The UK arm of Atos, the French technology company that is a key supplier to the NHS and UK government departments, faces “material uncertainty” over its ability to continue as a going concern, accountants have warned.
In the British holding company’s latest 2022 accounts, the company’s auditor Grant Thornton said financial problems facing its parent company in France could limit the UK arm’s ability to access cash and continue as a going concern.
In April, Atos UK’s parent company announced total debt of almost €5 billionand looked at financial restructuring offers to stabilize finances.
The auditors’ findings, first reported by The Times, also warned that if the parent company failed to successfully negotiate or renegotiate loans or sell assets, the UK arm could face being unable to service its own debts.
Atos is one of the UK government’s forty strategic suppliers, a group of select contractors that have billions of pounds worth of contracts with government departments.
According to researchers at data firm Tussell, Atos has almost £1bn in revenue from 43 contracts, including the supply of IT systems to the NHS, the Ministry of Defence and the Department for Work and Pensions.
However, the government is monitoring Atos’ financial problems and i newspaper reports that the government has drawn up contingency plans to maintain public services if Atos cannot meet demands.
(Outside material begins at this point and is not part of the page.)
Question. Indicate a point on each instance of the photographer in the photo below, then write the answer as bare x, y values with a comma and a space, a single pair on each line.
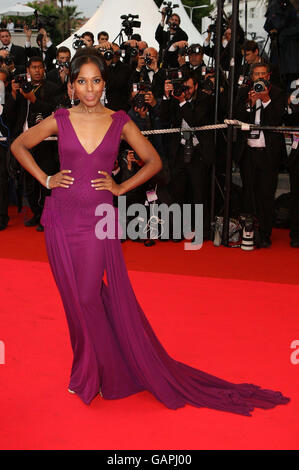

They reportedly include lining up other potential IT suppliers if Atos cannot continue to provide these services.
The troubled French IT company has had a turbulent few years as it tried to tackle its growing debt pile. During that period, the company’s shares have fallen in value by 97%, while it has also had four CEOs in two years.
Included in its plan to raise cash, it has sought to sell off parts of the business, with the French government this month offering €700 million to buy key assets of its security and data divisions.
The company is also trying to reach a rescue deal that would restructure its debt.
On Wednesday it revealed it had received a new restructuring deal from a committee of bondholders after talks with a consortium of investors led by David Layani’s Onepoint collapsed.
In its 2022 accounts, which were written ahead of the recent restructuring proposals, Grant Thornton said that due to the wider difficulties and uncertainty over the restructuring of the business intended for the UK arm, there is a “material uncertainty that could cast significant doubt about the company’s ability to continue as an ongoing concern.”
An Atos spokesperson said: “Atos is currently undergoing a financial restructuring, which will create a stable financial future globally and in the UK.
“Services to our customers are unaffected and we will continue to provide high quality services to the UK public and private sectors, as we have done for more than 30 years.”